Page 232 of Off the Pitch

His lips were soft against mine, and yet hard. It was as if they were anchoring me in reality. “W-what are you doing here?”

“You needed me, so I came. Sorry it took me so long to get here.”

“I can’t believe you’re here.” I reached out, placing my hand tentatively on his chest, double-checking he was real. “I didn’t think you’d come. I-I didn’t… I thought… I thought maybe…” The words refused to voice themselves, but I got the feeling Félix understood.

“I know. I know. But I’m here. I’ll always be here for you. I promise.”

The tears came before I could stop them, sliding down my cheeks embarrassingly fast. Of all the things I’d expected to happen, this hadn’t been one of them. I buried my face in his chest, willing my tears to stop. I was so overwhelmed with emotion I didn’t know what to feel first. Relief, happiness, and shock all swirled in my chest, leaving me feeling more drained than anything.

“Gah, what the fuck, man?” I said, rubbing my eyes and pushing the last of my tears away.

“I know.” Félix chuckled.

“You’re such a twat. You could have told me instead of trying to be mysterious.”

“Probably. I wanted it to be a surprise though. I didn’t want you to tell me not to come.” He kissed me again. “Can we go inside now? As sweet as this is, I don’t think we should be doing this on your doorstep at three in the morning.”

“You’re the one who showed up at this time!” I grumbled, waving him into the house and locking the door behind him.

“It was the first flight I could get. And I had to fly business class!Business class! I haven’t flown like that for years. It was so cramped. I have no idea how the people in economy function!”

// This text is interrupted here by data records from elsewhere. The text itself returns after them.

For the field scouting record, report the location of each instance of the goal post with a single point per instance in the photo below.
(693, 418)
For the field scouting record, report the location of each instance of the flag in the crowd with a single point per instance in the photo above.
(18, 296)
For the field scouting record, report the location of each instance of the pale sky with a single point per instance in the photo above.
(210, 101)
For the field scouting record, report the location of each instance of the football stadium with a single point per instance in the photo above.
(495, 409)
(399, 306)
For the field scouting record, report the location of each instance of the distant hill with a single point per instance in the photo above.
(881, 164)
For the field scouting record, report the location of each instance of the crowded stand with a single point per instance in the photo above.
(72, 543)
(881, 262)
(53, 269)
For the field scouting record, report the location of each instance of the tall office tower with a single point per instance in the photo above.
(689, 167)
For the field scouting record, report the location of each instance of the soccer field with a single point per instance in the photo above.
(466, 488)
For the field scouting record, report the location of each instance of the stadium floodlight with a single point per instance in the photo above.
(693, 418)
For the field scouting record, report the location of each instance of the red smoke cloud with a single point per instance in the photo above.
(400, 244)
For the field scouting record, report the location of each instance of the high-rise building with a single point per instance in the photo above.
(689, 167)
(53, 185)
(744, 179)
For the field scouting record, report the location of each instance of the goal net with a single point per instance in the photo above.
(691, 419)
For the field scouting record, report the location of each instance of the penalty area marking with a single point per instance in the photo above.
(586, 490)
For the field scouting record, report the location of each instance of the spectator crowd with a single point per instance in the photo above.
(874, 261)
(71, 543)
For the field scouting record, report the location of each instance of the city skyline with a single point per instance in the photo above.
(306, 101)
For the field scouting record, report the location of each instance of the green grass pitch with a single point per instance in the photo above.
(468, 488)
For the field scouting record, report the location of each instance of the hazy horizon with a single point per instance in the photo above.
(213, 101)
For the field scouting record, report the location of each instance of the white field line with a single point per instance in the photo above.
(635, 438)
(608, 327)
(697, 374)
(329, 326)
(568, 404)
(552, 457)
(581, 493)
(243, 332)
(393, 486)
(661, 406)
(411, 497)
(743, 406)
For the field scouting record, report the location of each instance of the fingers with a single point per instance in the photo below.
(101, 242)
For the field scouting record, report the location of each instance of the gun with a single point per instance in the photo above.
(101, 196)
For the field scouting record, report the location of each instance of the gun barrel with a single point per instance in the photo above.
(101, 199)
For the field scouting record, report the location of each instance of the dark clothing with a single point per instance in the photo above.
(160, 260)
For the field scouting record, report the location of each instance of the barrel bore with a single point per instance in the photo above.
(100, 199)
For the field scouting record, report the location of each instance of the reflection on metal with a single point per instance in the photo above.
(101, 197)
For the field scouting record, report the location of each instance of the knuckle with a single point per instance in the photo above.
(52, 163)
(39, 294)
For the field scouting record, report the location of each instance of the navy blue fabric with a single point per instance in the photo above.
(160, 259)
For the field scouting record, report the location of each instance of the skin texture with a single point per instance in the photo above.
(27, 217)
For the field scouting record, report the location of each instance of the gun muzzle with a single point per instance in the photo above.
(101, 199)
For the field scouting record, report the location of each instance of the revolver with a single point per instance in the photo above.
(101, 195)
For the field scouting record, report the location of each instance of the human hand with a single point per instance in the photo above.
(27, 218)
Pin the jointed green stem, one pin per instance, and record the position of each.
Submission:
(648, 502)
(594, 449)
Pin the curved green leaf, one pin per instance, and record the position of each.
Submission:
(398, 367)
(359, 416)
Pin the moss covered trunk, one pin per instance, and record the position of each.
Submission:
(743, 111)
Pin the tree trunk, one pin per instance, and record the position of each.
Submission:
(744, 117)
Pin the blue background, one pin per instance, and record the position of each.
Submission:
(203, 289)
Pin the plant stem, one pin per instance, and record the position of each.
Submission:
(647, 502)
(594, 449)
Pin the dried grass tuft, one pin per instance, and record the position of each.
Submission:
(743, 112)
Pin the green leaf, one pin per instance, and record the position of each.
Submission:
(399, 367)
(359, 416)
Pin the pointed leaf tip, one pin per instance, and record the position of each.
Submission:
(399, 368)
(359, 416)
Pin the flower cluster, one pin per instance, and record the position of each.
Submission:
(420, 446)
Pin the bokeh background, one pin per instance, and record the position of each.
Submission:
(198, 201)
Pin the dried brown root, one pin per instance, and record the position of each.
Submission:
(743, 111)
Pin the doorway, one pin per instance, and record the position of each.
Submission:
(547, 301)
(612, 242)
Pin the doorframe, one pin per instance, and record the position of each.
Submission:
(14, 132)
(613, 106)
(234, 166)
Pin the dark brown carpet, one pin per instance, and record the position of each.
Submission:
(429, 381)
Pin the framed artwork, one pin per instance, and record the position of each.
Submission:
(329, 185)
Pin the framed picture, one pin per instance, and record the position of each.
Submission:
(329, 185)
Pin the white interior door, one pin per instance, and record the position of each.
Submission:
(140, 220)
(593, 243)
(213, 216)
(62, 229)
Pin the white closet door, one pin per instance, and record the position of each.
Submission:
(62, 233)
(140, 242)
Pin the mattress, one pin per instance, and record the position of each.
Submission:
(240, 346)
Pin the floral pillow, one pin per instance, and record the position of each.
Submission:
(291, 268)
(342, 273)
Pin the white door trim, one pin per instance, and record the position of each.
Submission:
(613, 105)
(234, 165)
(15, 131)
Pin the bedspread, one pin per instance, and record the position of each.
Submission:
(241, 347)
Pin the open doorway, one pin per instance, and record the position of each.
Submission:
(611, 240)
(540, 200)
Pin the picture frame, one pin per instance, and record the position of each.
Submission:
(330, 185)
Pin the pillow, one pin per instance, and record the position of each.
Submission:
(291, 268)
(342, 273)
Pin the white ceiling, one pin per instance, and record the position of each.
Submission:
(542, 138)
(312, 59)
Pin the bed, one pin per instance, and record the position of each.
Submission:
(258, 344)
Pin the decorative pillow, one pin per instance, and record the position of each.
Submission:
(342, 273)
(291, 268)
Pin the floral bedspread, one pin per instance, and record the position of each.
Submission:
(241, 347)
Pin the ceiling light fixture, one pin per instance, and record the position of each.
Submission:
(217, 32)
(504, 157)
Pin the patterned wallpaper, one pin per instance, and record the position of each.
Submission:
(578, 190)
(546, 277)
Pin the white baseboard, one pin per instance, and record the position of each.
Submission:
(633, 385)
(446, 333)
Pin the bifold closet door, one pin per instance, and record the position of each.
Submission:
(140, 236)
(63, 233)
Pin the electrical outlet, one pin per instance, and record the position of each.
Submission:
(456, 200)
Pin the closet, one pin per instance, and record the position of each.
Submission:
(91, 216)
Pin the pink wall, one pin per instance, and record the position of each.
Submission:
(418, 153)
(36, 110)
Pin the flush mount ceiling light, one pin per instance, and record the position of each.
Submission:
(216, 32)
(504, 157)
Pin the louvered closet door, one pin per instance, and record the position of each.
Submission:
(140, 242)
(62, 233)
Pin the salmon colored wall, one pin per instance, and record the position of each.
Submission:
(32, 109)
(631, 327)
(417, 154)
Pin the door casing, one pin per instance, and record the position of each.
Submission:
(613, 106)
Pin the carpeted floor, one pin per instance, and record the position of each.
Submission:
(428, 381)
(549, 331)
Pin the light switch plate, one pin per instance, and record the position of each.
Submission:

“Oh no, how will you ever recover?” I said, letting the sarcasm drip from my words and trying not to laugh.

“It’ll take me a while.”

“Come on,” I said, turning to hobble back up the stairs, shaking my head. “Let’s go back to bed.”

“God, yes, your bed is so much more comfortable than an aeroplane.” I heard Félix following me up the stairs. When we got to my room, I stripped off my t-shirt and climbed back into bed. It was still warm, and I sighed happily as I watched Félix throwing his clothes into a pile on the floor.

“Fuck, that feels better,” Félix said, as he pulled off his jeans and boxers. “I knew it was a stupid idea to fly in jeans.”

“Then why did you?” I said sleepily, watching him with amusement. For once, seeing Félix naked didn’t make me want sex. I just wanted to cuddle and bury my face in his chest.

“Because I just grabbed whatever clothes were nearest while I was changing my flight.” Félix shrugged off his t-shirt before pulling back the duvet on what was already his side of the bed. “I didn’t really think about what I was wearing if I’m honest.” The mattress dipped as he slid into bed, opening his arms and pulling me into his chest. I went willingly, wrapping my arm around his waist and carefully positioning my leg over his so it wouldn’t get knocked.

“How’s your leg?” he asked. His fingers caressed down my spine, and I took a deep, shuddering breath. I smelt Félix’s cologne, the spiced citrus scent still faintly clinging to his skin.

“Sore. Not as bad as it was when I first did it, but it still hurts every time I move it.”

“Will you need surgery?”

“Nah, it’s not that bad,” I said, taking another deep breath of Felix’s scent. I’d always loved the sharp tang of citrus. “The doctor I saw yesterday thinks it’ll be about six weeks. I’ll be fine for the start of the season… just not…”

“Just not for the World Cup.” Félix’s voice was warm and soft. I looked up at him, defiantly expecting to find pity in his eyes, but there was nothing there except heartbreak and understanding.

“Yeah.” I felt my eyes threatening to water again, and I shut them tightly. I was sick of crying. “It sucks, man. Like, what the fuck? Why me?”

“I know,” Félix said, squeezing me tighter. “I know. It’s not fair. It never is.”

The tears fell then. I couldn’t hold them back no matter how hard I tried. And for once I didn’t want to. I’d tried to be brave, tried to pretend since I came home that it didn’t bother me, that I’d get there next time, but that didn’t help right now. Four years felt like a fucking lifetime away.

“It’s really not,” I said, choking the words out in between sobs. I’d never cried like this before in my life. “I just… I wanted it so badly, and I don’t fucking get a choice now.”

“I know, baby. I know,” Félix said.

“What the fuck do I do now?”

“You’re probably asking the wrong person.” Félix chuckled darkly, and I hiccupped into his chest. “I don’t think I’ve ever really dealt with what happened to me. But I think you grieve a little, and maybe you cry, and then you relax and recover and watch the matches and cheer for your friends. It’ll hurt, whatever happens, but I think eventually you’ll have to let it go… You can’t hold on to it forever without hurting yourself.”